Recent posts from crabmusket.net
Posts from crabmusket.net this week:
Nobody knows about Zulip
14 Nov 2024
Zulip is a team chat app, broadly similar to Slack or Microsoft Teams.
When the Future of Coding community started considering Slack alternatives earlier this year, I was reminded that Zulip exists. They didn’t end up moving to it, but I got interested.
The Changelog podcast migrated their community after an interview with one of the Zulip team , so I’ve been using it near daily for the last few months.
And you know what? It’s really excellent.
I am in several Slacks, for my day job and a couple of community groups. The difference when I open Zulip is noticeable. Zulip has a snappier and denser UI. But it’s the way messages are grouped into topics that makes it really easy to ignore a bunch of messages that I don’t need to read. That makes it much faster to get a broad sense of “what’s happening” and then focus on chats I actually care about.

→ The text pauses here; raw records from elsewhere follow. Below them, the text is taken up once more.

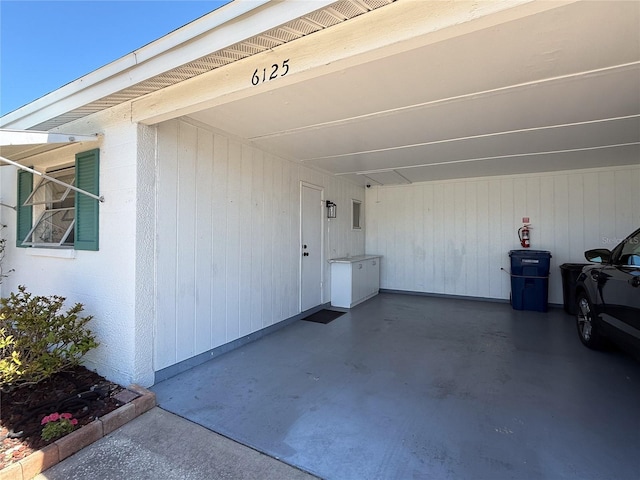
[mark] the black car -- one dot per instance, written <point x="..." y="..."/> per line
<point x="608" y="295"/>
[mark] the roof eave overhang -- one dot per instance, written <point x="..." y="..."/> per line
<point x="20" y="145"/>
<point x="221" y="28"/>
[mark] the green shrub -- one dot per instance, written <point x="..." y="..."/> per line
<point x="38" y="339"/>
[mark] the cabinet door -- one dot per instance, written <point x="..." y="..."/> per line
<point x="373" y="276"/>
<point x="359" y="281"/>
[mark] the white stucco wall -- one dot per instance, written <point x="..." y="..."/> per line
<point x="452" y="237"/>
<point x="104" y="281"/>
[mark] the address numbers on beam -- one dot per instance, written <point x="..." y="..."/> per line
<point x="267" y="74"/>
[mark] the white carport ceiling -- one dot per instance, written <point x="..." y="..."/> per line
<point x="552" y="91"/>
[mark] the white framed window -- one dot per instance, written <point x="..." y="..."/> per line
<point x="356" y="214"/>
<point x="63" y="217"/>
<point x="55" y="204"/>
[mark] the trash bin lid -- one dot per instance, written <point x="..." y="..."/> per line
<point x="573" y="266"/>
<point x="522" y="253"/>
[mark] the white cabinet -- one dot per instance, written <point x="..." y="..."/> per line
<point x="354" y="279"/>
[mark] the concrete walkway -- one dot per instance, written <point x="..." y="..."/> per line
<point x="161" y="445"/>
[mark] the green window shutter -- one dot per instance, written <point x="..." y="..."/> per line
<point x="87" y="178"/>
<point x="25" y="214"/>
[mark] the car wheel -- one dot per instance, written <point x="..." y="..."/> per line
<point x="587" y="323"/>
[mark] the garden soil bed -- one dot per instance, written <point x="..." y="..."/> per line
<point x="79" y="391"/>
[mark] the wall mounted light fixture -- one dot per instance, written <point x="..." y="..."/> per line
<point x="331" y="209"/>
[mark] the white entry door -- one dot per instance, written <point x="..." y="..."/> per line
<point x="310" y="246"/>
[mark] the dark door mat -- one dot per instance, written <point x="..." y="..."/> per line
<point x="323" y="316"/>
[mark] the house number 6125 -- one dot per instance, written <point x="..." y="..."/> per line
<point x="266" y="74"/>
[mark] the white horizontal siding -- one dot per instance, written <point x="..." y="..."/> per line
<point x="453" y="237"/>
<point x="227" y="239"/>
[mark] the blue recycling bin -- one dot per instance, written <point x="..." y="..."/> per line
<point x="530" y="279"/>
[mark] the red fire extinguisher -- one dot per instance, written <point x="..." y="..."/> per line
<point x="523" y="234"/>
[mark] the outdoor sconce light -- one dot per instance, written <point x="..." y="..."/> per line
<point x="331" y="209"/>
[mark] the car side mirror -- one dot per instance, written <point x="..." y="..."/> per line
<point x="598" y="255"/>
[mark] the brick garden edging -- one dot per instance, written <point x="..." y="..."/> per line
<point x="39" y="461"/>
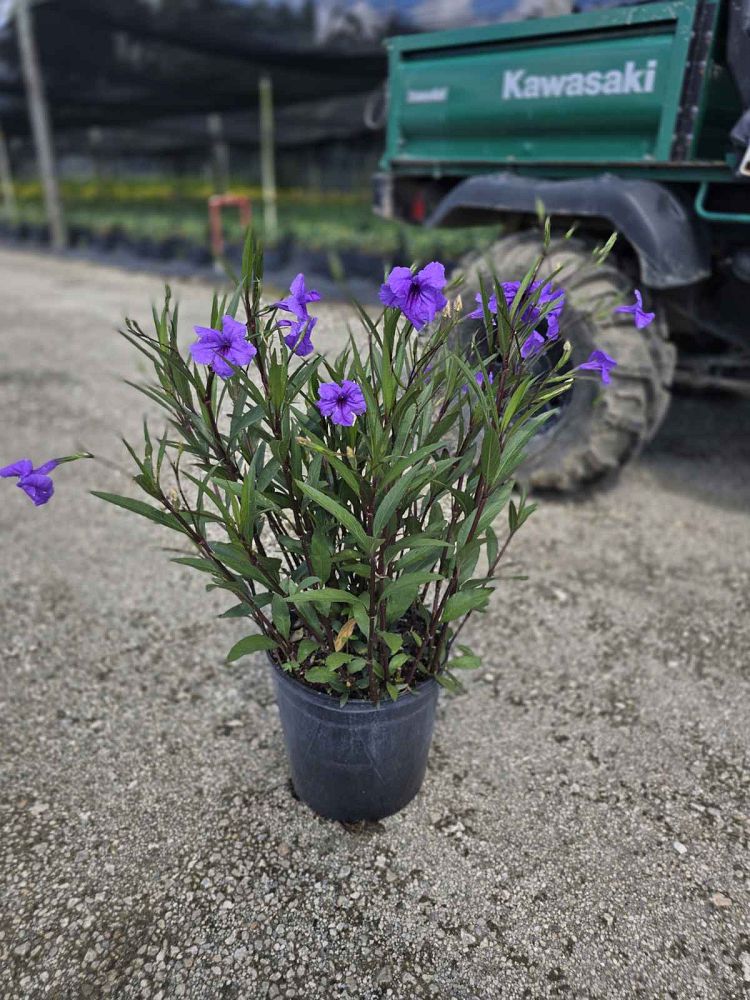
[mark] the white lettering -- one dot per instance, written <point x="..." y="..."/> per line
<point x="436" y="95"/>
<point x="511" y="83"/>
<point x="518" y="85"/>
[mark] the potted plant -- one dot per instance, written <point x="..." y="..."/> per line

On a personal level, I wish groups with ideological commitments would consider supporting Zulip, a small independent company funded by its customers whose owners are intimately involved in building the product. Rather than Slack (sold to Salesforce) or Discord (raised hundreds of millions of dollars).
I really hope to see more communities and companies considering Zulip as a viable alternative to the corporate players.
Paradicms, a minimum viable CMS
13 Nov 2024
I found out about Paradicms when searching for advice about working with RDF data in JavaScript.
(The name appears to be a combination of “paradigms” and “CMS”.)
The pitch is that they’re building a CMS for digital humanities projects like archives and museums in a minimal computing way.
- Data is stored in non-coder-friendly systems like spreadsheets.
- The final result is a static site, with no server to host or babysit.
- The same data can be built into different site layouts depending on the project’s needs, and Paradicms provides several templates.
RDF comes in between the data sources (e.g. a spreadsheet) and the static site generation. Spreadsheets in a conventional format are pulled into a linked data graph, which is then queried to create the data on each page. Critically, this happens at build time, not at page load time.
I like:
- Using RDF as an “integration” or “enrichment” layer between different data sources. It feels like all data models eventually become RDF anyway, when they are asked to accommodate enough use cases.
- The focus on minimal computing, avoiding complexity for non-technical users.
- We will truly never escape spreadsheets, and this approach leans into this truth and meets users where they are, rather than attempting to reinvent data management.
I worry about:
- The UX of editing linked data in spreadsheets is… not good. I’m not yet convinced “real people” can work with this. A significant issue is having to pick IDs from dropdowns.
- Is static site generation from RDF “simple enough” or is this where all the complexity moves to? The project provides some templated site types based on their digital collections data model , but what if I wanted to build something different?
- It uses Python instead of JavaScript, the universal scripting language of the web. (Yes, this is a silly nitpick and slightly tongue-in-cheek.)
I wish RDF were more popular as a concept, with apps providing schemas/grammars for their data export.
I’d like to try out the Paradicms approach on some small projects for local groups I’m part of that aren’t technical. I hope this could be a way to responsibly deliver a small data-backed site or app to a group that aren’t coders.